“Press not on her now,” said Lord Seyton, “if you would not lose her for ever. Many a time have we seen the sainted mother, and often at the most needful moment; but to press on her privacy, or to thwart her purpose, is a crime which she cannot pardon. I trust we shall yet see her at her need—a holy woman she is for certain, and dedicated wholly to prayer and penance; and hence the heretics hold her as one distracted, while true Catholics deem her a saint.”
“Let me then hope,” said the Queen, “that you, my lord, will aid me in the execution of her last request.”
“What! in the protection of my young second?—cheerfully—that is, in all that your majesty can think it fitting to ask of me.—Henry, give thy hand upon the instant to Roland Avenel, for so I presume he must now be called.”
“And shall be Lord of the Barony,” said the Queen, “if God prosper our rightful arms.”
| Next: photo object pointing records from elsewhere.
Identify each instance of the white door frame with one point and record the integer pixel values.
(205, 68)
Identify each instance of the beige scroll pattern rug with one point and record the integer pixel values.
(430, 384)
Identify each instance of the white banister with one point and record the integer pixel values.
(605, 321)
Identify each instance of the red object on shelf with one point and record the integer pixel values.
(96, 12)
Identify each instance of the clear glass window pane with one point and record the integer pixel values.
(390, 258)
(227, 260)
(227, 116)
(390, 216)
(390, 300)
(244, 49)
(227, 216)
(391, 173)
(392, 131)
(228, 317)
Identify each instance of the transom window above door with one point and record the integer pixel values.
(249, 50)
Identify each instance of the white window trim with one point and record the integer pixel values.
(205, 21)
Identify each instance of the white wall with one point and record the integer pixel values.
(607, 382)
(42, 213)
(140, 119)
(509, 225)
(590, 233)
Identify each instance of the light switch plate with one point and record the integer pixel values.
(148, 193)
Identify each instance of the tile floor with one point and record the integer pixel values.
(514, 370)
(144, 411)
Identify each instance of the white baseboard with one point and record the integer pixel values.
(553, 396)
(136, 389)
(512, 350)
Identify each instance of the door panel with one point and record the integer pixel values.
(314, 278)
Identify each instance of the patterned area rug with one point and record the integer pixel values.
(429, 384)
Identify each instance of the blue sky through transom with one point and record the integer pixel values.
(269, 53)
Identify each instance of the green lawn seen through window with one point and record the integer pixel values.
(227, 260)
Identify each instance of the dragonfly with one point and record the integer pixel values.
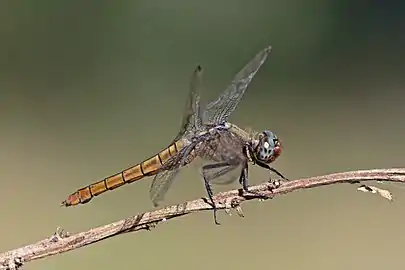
(205, 133)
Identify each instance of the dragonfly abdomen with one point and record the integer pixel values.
(146, 168)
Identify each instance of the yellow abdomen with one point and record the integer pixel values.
(146, 168)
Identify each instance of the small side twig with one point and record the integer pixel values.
(61, 242)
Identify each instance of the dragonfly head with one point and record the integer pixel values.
(268, 147)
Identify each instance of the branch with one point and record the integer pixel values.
(61, 242)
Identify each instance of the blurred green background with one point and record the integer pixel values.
(91, 87)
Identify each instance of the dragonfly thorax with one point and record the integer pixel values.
(267, 147)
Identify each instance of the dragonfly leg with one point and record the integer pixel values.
(266, 166)
(208, 186)
(243, 180)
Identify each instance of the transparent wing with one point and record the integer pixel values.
(191, 114)
(164, 179)
(220, 109)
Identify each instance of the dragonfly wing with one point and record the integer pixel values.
(164, 179)
(191, 115)
(220, 109)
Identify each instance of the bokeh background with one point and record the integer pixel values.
(90, 88)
“It can only be to restore it to my kind protectress, who now holds it,” said young Avenel. “I would rather be landless, all my life, than she lost a rood of ground by me.”
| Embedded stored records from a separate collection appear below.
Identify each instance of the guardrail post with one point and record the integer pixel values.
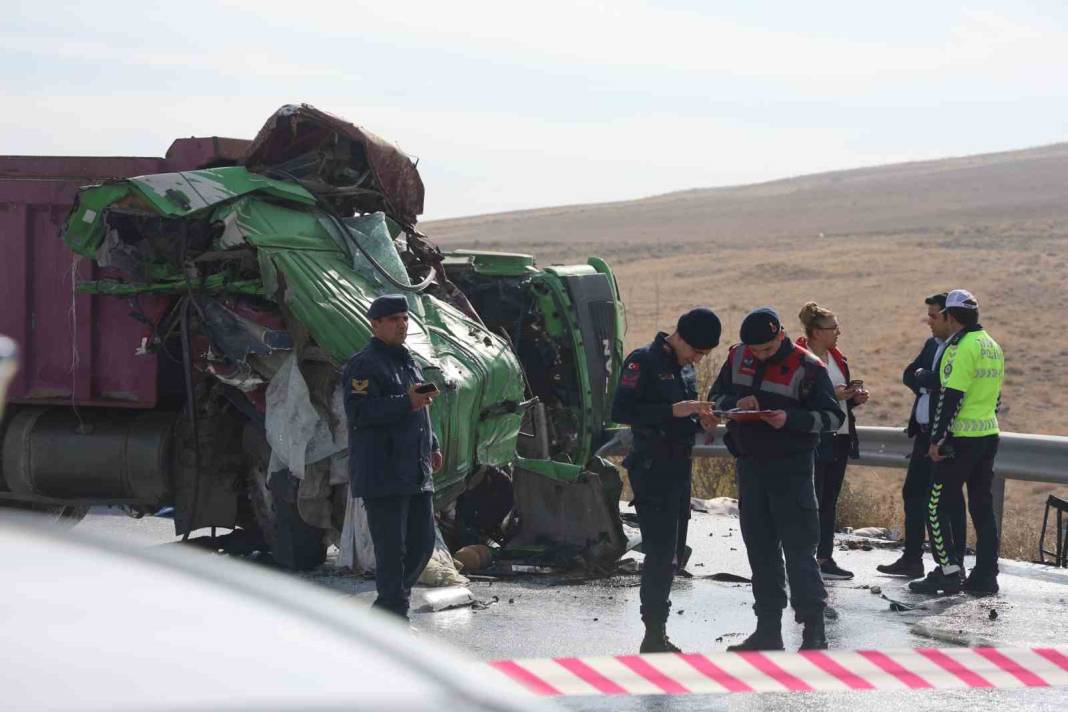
(998, 489)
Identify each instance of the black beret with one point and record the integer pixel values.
(387, 305)
(759, 326)
(700, 328)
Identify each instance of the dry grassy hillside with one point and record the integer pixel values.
(868, 243)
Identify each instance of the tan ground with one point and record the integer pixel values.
(867, 243)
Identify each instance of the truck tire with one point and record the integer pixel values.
(294, 543)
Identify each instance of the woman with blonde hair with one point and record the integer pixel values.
(835, 448)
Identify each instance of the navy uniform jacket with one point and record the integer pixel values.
(650, 381)
(928, 379)
(794, 380)
(389, 443)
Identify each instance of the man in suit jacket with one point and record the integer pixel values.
(922, 377)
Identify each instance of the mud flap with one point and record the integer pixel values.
(564, 505)
(295, 543)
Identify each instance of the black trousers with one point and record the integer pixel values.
(916, 493)
(779, 518)
(829, 477)
(972, 464)
(663, 518)
(403, 532)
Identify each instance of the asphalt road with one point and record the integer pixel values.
(547, 616)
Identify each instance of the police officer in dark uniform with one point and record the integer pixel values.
(658, 398)
(393, 452)
(776, 501)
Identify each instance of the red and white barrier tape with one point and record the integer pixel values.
(833, 670)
“Nay,” said the Queen, looking to Lord Seyton, “his mind matches his birth—Henry, thou hast not yet given thy hand.”
“It is his,” said Henry, giving it with some appearance of courtesy, but whispering Roland at the same time,—“For all this, thou hast not my sister's.”
“May it please your Grace,” said Lord Seyton, “now that these passages are over, to honour our poor meal. Time it were that our banners were reflected in the Clyde. We must to horse with as little delay as may be.”